Virtual and augmented reality is taking giant leaps every day, both in the mainstream and in research labs. In a recent TechEmergence interview, Biomedical Engineer and Founder of g.tec Medical Engineering Christopher Guger said the next big steps will be in brain-computer interfaces (BCIs) and embodiment.
If you’re unfamiliar with the term, embodiment is the moment when a person truly “feels” at one with a device controlled by their thoughts, while sensing that device as a part of, or an extension, of themselves. While researchers are taking big strides toward that concept, Guger believes those are only baby steps toward what is to come.
While augmented or virtual reality can take us away for a brief period, Guger said true embodiment will require far more BCI development. There has been a lot of work recently in robotic embodiment using BCI.

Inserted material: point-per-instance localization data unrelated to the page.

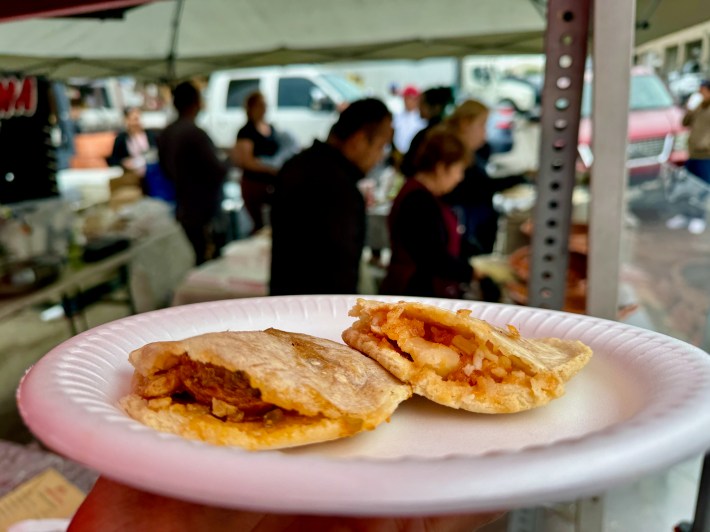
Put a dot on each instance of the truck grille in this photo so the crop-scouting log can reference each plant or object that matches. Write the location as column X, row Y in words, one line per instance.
column 645, row 148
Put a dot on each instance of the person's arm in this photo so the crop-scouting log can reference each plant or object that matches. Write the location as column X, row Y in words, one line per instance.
column 243, row 157
column 689, row 117
column 498, row 184
column 211, row 165
column 421, row 227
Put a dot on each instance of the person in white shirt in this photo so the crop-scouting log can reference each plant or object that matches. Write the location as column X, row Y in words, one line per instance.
column 409, row 122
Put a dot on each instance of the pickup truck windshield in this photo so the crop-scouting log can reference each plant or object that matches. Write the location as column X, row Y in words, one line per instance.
column 647, row 92
column 349, row 91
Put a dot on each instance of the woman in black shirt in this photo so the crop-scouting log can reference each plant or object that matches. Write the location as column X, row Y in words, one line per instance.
column 256, row 139
column 426, row 258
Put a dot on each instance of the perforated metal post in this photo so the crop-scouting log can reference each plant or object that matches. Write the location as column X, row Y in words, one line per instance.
column 566, row 50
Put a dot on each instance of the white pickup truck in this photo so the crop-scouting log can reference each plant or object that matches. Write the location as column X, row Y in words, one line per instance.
column 302, row 101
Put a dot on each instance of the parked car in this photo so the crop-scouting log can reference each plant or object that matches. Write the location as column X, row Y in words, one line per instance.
column 303, row 101
column 655, row 135
column 487, row 83
column 686, row 82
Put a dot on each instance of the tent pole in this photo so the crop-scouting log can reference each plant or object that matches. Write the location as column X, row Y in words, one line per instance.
column 175, row 30
column 566, row 50
column 612, row 59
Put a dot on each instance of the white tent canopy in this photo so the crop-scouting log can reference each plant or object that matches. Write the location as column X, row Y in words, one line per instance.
column 216, row 34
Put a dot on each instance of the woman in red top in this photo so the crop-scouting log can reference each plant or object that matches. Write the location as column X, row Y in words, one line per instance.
column 423, row 230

“We have the robotic system, which is learning certain tasks. You can train the robotic system to pick up objects, to play a musical instrument and, after the robotic system has learned, you’re just giving the high-level command for the robotic system to do it for you,” he said. “This is like a human being, where you train yourself for a certain task and you have to learn it. You need your cortex and a lot of neurons to do the task. Sometimes, it’s pre-programmed and (sometimes) you’re just making the high-level decision to do it.”

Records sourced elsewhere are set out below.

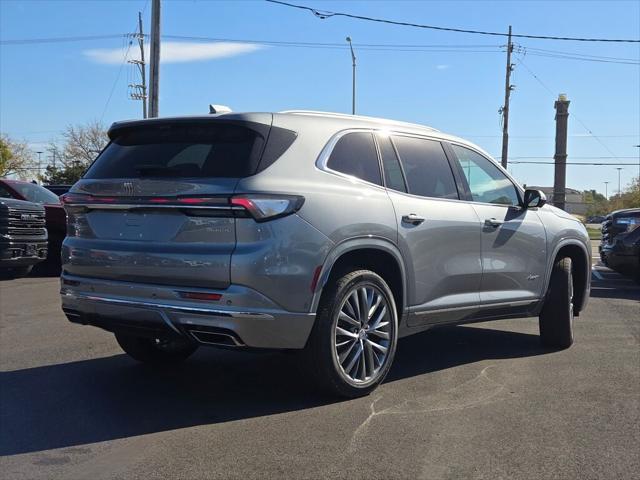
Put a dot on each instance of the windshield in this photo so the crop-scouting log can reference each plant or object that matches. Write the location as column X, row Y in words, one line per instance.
column 35, row 193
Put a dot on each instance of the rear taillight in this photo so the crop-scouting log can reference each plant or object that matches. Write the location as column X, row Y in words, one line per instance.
column 268, row 207
column 261, row 207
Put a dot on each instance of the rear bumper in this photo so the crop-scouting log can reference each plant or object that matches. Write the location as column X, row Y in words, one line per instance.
column 149, row 310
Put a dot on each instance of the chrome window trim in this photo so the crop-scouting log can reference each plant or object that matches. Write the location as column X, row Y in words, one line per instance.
column 325, row 153
column 147, row 206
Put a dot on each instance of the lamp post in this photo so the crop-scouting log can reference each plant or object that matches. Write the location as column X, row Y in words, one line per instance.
column 353, row 91
column 39, row 159
column 619, row 189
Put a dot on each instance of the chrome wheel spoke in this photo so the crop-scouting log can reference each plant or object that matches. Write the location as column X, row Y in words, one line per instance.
column 375, row 324
column 380, row 334
column 377, row 346
column 354, row 358
column 342, row 357
column 348, row 319
column 375, row 306
column 346, row 333
column 363, row 306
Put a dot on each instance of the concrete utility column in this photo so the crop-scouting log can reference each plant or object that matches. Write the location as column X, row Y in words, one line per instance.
column 560, row 157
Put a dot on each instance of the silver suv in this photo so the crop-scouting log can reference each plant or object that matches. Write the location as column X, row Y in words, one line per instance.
column 331, row 234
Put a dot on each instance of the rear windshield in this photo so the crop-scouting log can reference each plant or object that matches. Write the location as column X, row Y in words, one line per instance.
column 211, row 150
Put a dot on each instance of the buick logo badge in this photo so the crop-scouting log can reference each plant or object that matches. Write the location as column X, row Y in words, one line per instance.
column 128, row 188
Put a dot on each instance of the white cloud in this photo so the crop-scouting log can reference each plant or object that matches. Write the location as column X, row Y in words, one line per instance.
column 174, row 52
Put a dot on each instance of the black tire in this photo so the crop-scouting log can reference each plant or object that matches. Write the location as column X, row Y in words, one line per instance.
column 155, row 351
column 556, row 317
column 15, row 272
column 322, row 350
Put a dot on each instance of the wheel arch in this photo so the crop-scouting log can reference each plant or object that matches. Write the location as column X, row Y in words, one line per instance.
column 580, row 269
column 377, row 255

Another tool at work in the study of embodiment is what Guger called “virtual avatars.” These virtual avatars allow researchers to experiment with embodiment and learn both how avatars need to behave, while also helping humans grow more comfortable with the concept of embodiment inside the avatar. Being at ease inside the avatar, he said, makes it easier for one to learn tasks and train, or re-train, for specific functions.
As an example, Guger cited a stroke patient working to regain movement in his hand. Placing the patient into a virtual avatar, the patient can “see” the hand of the avatar moving in the same manner that he wants his own hand to move. This connection activates mirror neurons in the patient’s brain, which helps the brain rewire itself to regain a sense of the hand.
“We also do functional electrical stimulation (where) the hand is electrically stimulated, so you also get the same type of movement. This, altogether, has a very positive effect on the remobilization of the patient,” Guger said. “Your movement and the virtual movement, that’s all feeding back to the artificial systems in the cortex again and is affecting brain plasticity. This helps people learn to recover faster.”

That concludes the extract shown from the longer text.